There is no question that three hours and 28 minutes qualifies as a long movie. And in a landscape where some films can make two hours seem bloated and overindulgent, it’s at least understandable why one might be wary. But Scorsese has earned the benefit of the doubt and “The Irishman” keeps you rapt from the first winding tracking shot through a staid retirement home — a flashy cinematic show in the most un-cinematic of places — through the melancholic end.
The whole film in fact is something of a knowing contradiction: A small epic with a superhero budget, using technology like the oft-discussed de-aging process not for vulgar show or gimmickry but to add real heart and grandeur to a film that is trying to grapple with the scope of a life. The subject at hand here is Frank Sheehan (Robert De Niro), the teamster and mafia figure who claimed right before his death that he was the one who killed Jimmy Hoffa (Al Pacino).
Although hardly accepted as a definitive answer to one of our great unsolved mysteries, Scorsese and screenwriter Steve Zaillian (“Schindler’s List,” ”Gangs of New York”), inspired by Charles Brandt’s “I Heard You Paint Houses,” saw in this deathbed confession the opportunity to make something more poignant and personal: An opus about the enormity of a life lived in and around the mafia.

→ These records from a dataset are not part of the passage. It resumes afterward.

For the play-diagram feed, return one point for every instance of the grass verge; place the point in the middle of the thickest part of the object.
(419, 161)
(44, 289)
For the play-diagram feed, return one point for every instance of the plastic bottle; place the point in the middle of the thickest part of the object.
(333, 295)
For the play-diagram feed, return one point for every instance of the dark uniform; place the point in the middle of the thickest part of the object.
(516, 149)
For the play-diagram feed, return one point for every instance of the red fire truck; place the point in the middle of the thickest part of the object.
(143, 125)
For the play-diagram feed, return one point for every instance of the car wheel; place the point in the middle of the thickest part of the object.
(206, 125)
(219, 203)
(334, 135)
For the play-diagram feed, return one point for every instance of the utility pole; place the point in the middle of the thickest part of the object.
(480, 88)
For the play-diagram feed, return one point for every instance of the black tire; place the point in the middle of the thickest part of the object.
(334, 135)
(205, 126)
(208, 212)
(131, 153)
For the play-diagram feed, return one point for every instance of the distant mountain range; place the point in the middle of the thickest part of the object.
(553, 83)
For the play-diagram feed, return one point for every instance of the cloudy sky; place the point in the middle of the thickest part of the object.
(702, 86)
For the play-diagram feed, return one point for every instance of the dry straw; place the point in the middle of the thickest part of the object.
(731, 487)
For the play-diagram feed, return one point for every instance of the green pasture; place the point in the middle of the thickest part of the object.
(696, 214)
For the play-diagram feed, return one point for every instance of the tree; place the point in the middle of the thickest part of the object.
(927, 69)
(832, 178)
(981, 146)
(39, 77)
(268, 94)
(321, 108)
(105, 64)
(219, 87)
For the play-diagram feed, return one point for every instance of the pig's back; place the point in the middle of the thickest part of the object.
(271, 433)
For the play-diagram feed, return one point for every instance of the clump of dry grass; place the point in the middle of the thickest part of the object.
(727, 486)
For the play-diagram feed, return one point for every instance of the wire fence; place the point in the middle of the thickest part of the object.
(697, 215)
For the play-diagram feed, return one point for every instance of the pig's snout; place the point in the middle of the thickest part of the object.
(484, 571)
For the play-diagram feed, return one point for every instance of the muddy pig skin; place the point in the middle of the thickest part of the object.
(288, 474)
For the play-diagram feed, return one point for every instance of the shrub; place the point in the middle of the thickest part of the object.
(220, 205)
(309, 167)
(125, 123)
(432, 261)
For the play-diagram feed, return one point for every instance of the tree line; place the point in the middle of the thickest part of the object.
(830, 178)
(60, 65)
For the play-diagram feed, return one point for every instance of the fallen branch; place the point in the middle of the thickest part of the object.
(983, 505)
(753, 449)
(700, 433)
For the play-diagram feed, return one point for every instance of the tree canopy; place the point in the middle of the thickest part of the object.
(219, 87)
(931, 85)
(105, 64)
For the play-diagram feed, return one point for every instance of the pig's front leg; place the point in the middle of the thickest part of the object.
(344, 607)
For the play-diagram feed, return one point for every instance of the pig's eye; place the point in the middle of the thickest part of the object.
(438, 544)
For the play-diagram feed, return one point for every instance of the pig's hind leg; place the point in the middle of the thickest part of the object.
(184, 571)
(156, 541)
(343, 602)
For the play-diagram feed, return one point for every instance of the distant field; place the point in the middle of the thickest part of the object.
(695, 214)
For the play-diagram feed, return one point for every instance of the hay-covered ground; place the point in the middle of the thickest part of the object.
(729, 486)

To pull off this ruminative trick and still make an entertaining film, Scorsese has naturally gone back to his original muse, De Niro, and a few old friends. They include Joe Pesci (who came out of retirement for an all-time performance as crime boss Russell Bufalino, who is both sympathetic and otherworldly sinister) and Harvey Keitel (in a small role), who have along with their director defined and illuminated the concept of the mafia for many who will never come near that world.

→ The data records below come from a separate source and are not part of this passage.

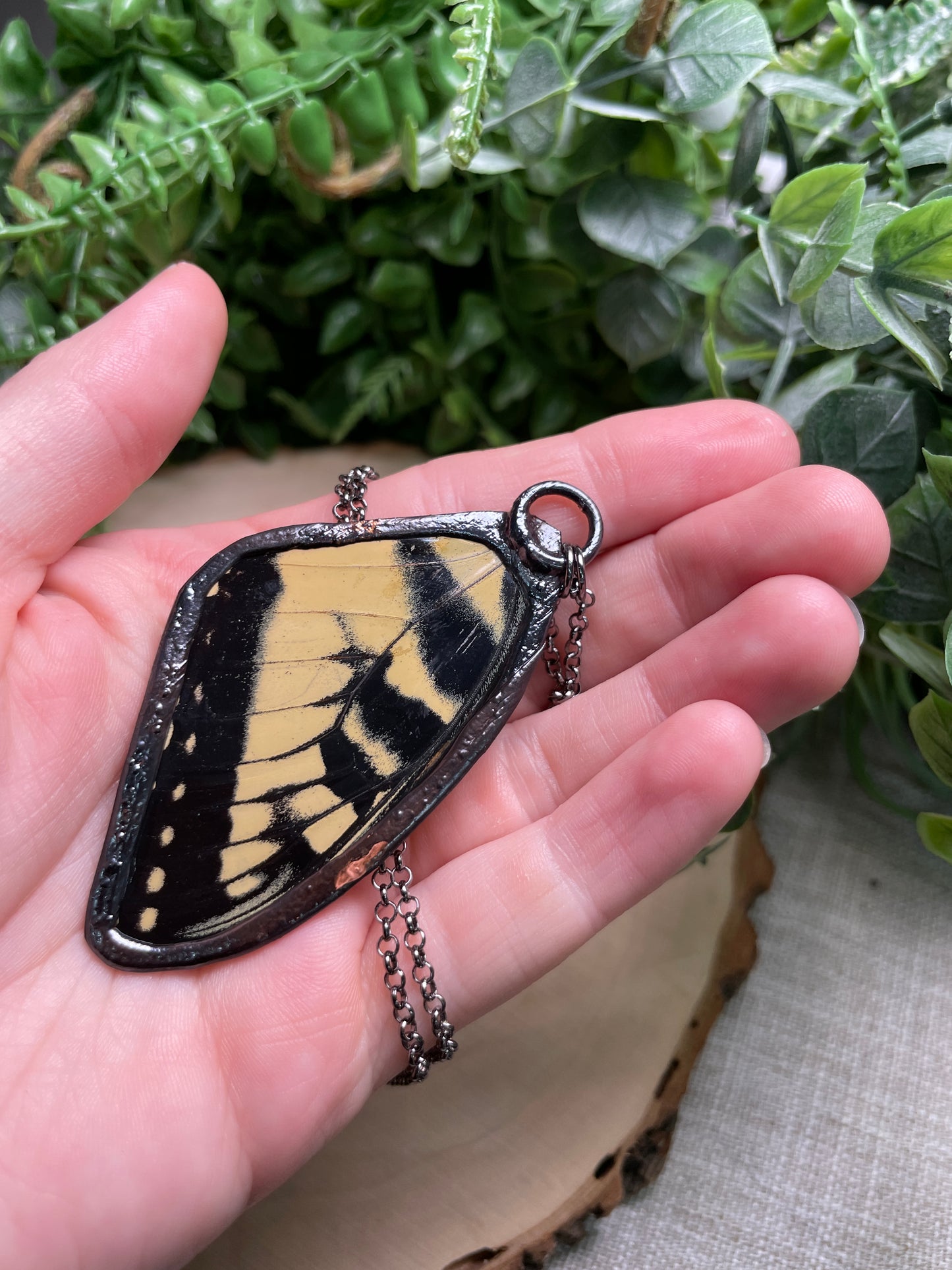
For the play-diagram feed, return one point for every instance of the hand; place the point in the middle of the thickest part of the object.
(141, 1113)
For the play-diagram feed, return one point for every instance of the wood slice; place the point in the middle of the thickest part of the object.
(557, 1104)
(560, 1101)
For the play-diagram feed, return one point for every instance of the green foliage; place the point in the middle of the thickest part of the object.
(466, 224)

Frank tells this story of friendship, loyalty, ego, violence and family from a retirement where he is achingly alone. Death is all around. Scorsese plants a brief, matter-of-fact obit on the faces you meet along the way. And Frank has the blessing and burden of having reached an age that no one is supposed to in this line of work. You can feel the weight of that with every word.

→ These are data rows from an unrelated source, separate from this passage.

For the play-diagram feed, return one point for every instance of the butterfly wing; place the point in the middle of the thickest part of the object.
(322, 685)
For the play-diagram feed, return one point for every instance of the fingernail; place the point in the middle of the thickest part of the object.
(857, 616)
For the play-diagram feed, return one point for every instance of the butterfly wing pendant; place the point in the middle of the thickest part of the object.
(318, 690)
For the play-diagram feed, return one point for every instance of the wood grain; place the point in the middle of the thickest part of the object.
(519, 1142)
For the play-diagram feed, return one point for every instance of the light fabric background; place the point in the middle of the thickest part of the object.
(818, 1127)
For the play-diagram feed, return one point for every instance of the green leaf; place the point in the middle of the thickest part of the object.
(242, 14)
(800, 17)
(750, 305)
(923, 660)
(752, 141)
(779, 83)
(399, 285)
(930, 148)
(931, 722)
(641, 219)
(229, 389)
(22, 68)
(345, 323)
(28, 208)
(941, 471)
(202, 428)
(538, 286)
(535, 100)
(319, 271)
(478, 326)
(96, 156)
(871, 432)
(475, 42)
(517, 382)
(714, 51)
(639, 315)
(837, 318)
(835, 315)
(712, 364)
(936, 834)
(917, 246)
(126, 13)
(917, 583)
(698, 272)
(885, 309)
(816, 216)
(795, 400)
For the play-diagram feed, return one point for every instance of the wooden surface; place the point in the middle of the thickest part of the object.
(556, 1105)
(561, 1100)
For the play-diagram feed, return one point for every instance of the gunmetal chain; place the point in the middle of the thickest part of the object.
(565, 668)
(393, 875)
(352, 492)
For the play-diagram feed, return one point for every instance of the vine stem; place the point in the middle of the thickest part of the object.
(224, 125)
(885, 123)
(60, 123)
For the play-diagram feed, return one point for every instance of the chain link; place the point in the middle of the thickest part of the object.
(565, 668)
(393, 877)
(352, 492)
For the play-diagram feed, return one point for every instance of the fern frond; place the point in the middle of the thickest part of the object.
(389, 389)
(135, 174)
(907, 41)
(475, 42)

Pacino doesn’t make his entrance into the film for quite some time, but his arrival and gravitas gives the film a jolt exactly when it’s needed. It’s almost needless to say that seeing him and De Niro together again is a special delight.
If this all seems rather somber, it’s because of the stunning last hour, which will stick with you long after the film is over. But before then, “The Irishman” is actually quite droll, with some of the best characters and dialogue you’ll see in a film all year. There’s a long conversation about fish in one of the tensest stretches that is delightfully funny and natural, and an amusing running thread about Hoffa’s distaste for lateness. The actors, the director and the script never get lost in the plot — this is the rare film that makes you feel as though life is really happening around the mafia machinations, of which there are plenty.
“The Irishman” is much more than just another mob story after all. It’s also the story of a filmmaker in the late stages of his career reconciling with one aspect of his life’s work. “Silence” was that for his religion-themed films. But “The Irishman” is the more effective and clear-eyed attempt — not to mention more accessible to audiences than a tale about 17th-century Portuguese Missionaries.
But one thing that “The Irishman” is lacking for is in substantive female characters. Here, they are wives to be left, or tolerated, and daughters to protect and disappoint. The latter is embodied by Frank’s daughter Peggy, who as a young girl witnesses her father commit an act of violence that puts a permanent crack in their relationship. She is Frank’s conscience, which he won’t realize until it’s far too late. What she isn’t is a character we get to know anything about.
Perhaps who Peggy is or grew up to be (Anna Paquin portrays her as an adult) is inconsequential, though. This is Frank’s story, after all, and he’s still learning all the way up to the end.
“The Irishman,” a Netflix release, is rated R by the Motion Picture Association of America for “pervasive language and strong violence.” Running time: 208 minutes. Three and a half stars out of four.
MPAA Definition of R: Restricted. Under 17 requires accompanying parent or adult guardian.